Jumat, 25 Juni 2021

HEGEMONI ILMU PENGETAHUAN DAN KONSEP INTUISI MENURUT SARVEPALLI RADHAKRISHNAN


Oleh: Eginius Alves da Cruz

No. Regis: 611 17 063

Mahasiswa Fakultas Filsafat-Semester 8

Universitas Katolik Widya Mandira-Kupang

Abstrak:

Intuisi adalah kemampuan para mistik untuk bersentuhan dengan Realitas atau Tuhan atau dasar alam semesta. Intuisi memberi kita pengetahuan integral, yang berbeda dan lebih unggul dari pengetahuan diskursif yang diberikan oleh intelek dan pengetahuan sensual. Akal tidak kreatif dan produktif. Intuisi itu kreatif. Ini memberi kita pengetahuan tertentu, yang bebas dari perbedaan subjek dan objek. Melalui intuisi, kita menyadari kebenaran dasar yang terbukti dengan sendirinya mengenai dunia dan diri kita sendiri yang tidak diperoleh melalui pengalaman atau melalui akal sehingga tidak dapat diverifikasi atau disangkal oleh mereka. Kebenaran semacam itu menjadi dasar dari semua penyelidikan ilmiah dan spekulasi filosofis. Ini juga merupakan keyakinan kuat dari Dr. S. Radhakrishnan bahwa semua Filsafat harus merupakan sistematisasi dari ekspresi pengalaman mistik. Bagi Dr. S. Radhakrishnan spekulasi filosofis, yang di atasnya juga terdapat intuisi, tidak bergantung pada pernyataan mistik, meskipun harus meratifikasinya. Filsafat pengetahuan barat yang hanya menilai keabsahan ilmu pengetahuan barat yang hanya menilai keabsahan ilmu pengetahuan semata-mata yang bersifat induktif-empiris, rasional-deduktif, dan pragmatis, dianggap telah menafikan atau menolak ilmu pengetahuan non-empiris non-positivisme. Hal ini menyebabkan persoalan yang akut. Karena pada saat paradigma ini berhasil menemukan cabang disiplin suatu ilmu, maka penemuannya sering mereduksi sebuah kenyataan menjadi hanya kumpulan fakta dan bersifat material.

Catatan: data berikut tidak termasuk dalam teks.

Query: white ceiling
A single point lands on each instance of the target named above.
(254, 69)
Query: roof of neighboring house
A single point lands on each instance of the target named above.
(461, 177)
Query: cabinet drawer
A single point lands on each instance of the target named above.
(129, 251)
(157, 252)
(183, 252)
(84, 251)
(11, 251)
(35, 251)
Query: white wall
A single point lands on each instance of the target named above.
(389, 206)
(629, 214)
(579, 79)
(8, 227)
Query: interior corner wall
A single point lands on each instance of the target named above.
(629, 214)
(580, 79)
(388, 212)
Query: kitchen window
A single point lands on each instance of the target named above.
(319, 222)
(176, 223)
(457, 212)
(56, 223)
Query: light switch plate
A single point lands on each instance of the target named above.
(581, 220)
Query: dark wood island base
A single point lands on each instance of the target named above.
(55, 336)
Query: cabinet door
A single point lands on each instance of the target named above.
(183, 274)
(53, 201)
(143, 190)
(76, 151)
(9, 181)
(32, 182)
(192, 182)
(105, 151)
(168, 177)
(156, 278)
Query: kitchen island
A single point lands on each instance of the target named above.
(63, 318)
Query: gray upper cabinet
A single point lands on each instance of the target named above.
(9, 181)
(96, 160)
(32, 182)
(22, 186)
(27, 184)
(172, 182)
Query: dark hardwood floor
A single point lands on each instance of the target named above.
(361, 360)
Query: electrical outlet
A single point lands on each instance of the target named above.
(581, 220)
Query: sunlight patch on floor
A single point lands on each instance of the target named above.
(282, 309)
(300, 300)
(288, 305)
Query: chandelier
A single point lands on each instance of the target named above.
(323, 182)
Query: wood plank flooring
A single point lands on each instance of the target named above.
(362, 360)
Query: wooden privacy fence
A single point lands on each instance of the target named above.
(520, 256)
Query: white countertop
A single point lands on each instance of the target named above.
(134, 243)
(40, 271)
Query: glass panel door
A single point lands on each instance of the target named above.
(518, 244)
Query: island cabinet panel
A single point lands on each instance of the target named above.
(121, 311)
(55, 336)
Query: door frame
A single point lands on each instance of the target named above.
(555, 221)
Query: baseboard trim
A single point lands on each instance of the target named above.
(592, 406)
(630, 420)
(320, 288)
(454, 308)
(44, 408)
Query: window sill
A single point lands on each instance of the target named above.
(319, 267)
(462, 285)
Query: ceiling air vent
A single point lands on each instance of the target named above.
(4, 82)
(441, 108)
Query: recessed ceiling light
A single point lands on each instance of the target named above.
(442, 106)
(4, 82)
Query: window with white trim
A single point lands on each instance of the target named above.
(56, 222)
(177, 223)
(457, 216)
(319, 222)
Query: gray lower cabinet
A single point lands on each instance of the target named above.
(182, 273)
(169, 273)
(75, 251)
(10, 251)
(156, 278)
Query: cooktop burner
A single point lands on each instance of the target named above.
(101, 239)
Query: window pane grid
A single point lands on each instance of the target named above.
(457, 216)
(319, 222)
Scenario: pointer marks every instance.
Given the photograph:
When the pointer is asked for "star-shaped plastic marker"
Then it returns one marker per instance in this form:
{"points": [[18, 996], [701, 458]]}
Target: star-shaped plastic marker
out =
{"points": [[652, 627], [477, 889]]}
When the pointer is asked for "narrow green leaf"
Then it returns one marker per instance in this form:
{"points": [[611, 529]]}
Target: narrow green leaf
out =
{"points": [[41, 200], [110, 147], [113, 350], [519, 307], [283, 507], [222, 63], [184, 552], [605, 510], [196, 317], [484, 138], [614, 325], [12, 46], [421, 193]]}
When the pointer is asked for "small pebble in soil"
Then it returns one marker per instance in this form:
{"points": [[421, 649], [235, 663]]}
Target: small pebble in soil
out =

Kata kunci: Akal, Intuisi, Ilmu pengetahuan, Idealisme, Rasionalisme.

 

A.    Pendahuluan

Semua orang mengakui memiliki pengetahuan. Persoalannya dari mana pengetahuan itu diperoleh atau lewat apa pengetahuan itu didapat. Dari sinilah timbul pertanyaan bagaimana caranya kita memperoleh pengetahuan atau dari mana sumber pengetahuan itu? Pengetahuan yang ada pada kita diperoleh dengan menggunakan berbagai alat yang merupakan sumber pengetahuan itu sendiri. Dasar-dasar pengembangan ilmu pengetahuan ilmiah secara sistematis sesungguhnya telah diletakkan oleh para filosof Yunani seperti Socrates, Plato, dan Aristoteles serta filsuf lainnya sejak abad kelima sebelum masehi.

Pengetahuan ilmiah diperoleh dengan cara mengambil konklusi  umum atau generalisasi dari sejumlah kejadian baik fenomena alam maupun sosial yang bersifat kasuistik. Pendekatan empirisme atau metode  induktif  tersebut telah melahirkakan alat bantu ilmu pengetahuan ilmiah yang disebut statistika. Dalam sejarahnya, kedua pendekatan tersebut pernah terjadi ketidakharmonisan atau tidak seiring sejalan, karena satu dengan yang lainnya memang saling bertolak belakang, yang satu berangkat dari dunia ide, yang lain berangkat dari dunia empiris.

Dalam perkembangan selanjutnya corak berpikir yang dikembangkan oleh filosof tertentu sangat bergantung kepada bentuk epistemologinya karena epistemologi selain sebagai bagian filsafat yang mengkaji segala sesuatu yang terkait dengan pengetahuan, seperti dasar, sifat, jenis-jenis, objek, struktur, asal mula, metode dan validitas ilmu pengetahuan, juga merupakan struktur yang membentuk analisa filosofis yang dikembangkan oleh sang fiilosof.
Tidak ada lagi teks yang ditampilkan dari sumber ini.